Le Dr Damber note également que, chez les patients sous leuprolide ayant un taux de testostérone initial élevé, les élévations et micro-élévations de testostérone associées à l’agoniste de la GnRH peuvent être plus importantes et que la suppression du PSA sérique peut être retardée de près de trois mois.

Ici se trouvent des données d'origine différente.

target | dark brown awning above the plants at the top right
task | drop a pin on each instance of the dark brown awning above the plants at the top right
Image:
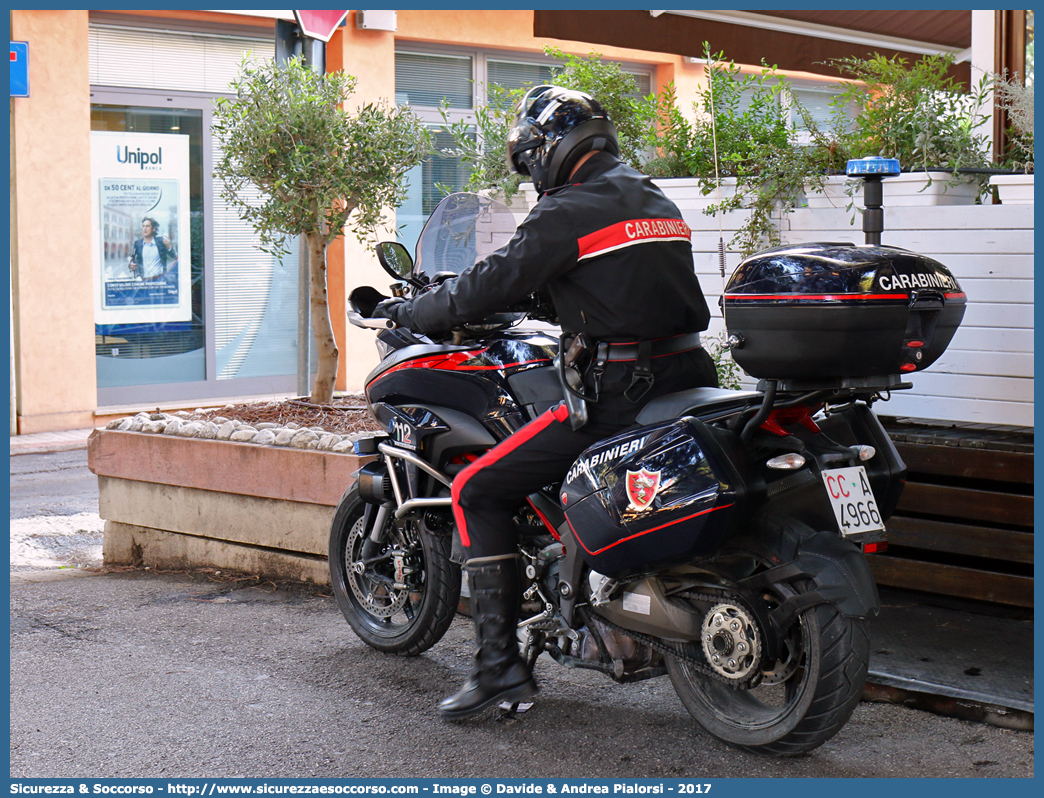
(803, 41)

«Indépendamment du taux de testostérone initial, le degarelix a autorisé une réduction significativement plus marquée du taux de PSA que le leuprolide les 3e, 14e et 28e jours, signale-t-il. Le degarelix a surpassé le leuprolide même au-delà du 56e jour chez les patients dont le taux de testostérone initial était =5 ng/mL.» Il ressort de ces données que le degarelix maîtrise la maladie plus rapidement sur le plan de la diminution des taux de testostérone et de PSA, sans présenter l’inconvénient des élévations et micro-élévations de la testostérone associées aux agonistes de la GnRH, conclut le Dr Damber.

Résumé

Contrairement aux agonistes de la GnRH, le degarelix, un antagoniste de la GnRH, agit sur-le-champ, ce qui permet une baisse rapide des taux de LH, de FSH et de testostérone sans élévation ou micro-élévation initiale de la testostérone ni poussée clinique. Même lorsque le taux initial de testostérone est élevé, on observe avec les antagonistes de la GnRH une réduction marquée et durable, comparable à celle que permet l’orchidectomie. Les antagonistes de la GnRH comblent ainsi une lacune des agonistes. Ces données plaident en faveur de l’évaluation initiale et de la surveillance continue du taux de testostérone de façon à optimiser la prise en charge du patient atteint d'un cancer de la prostate.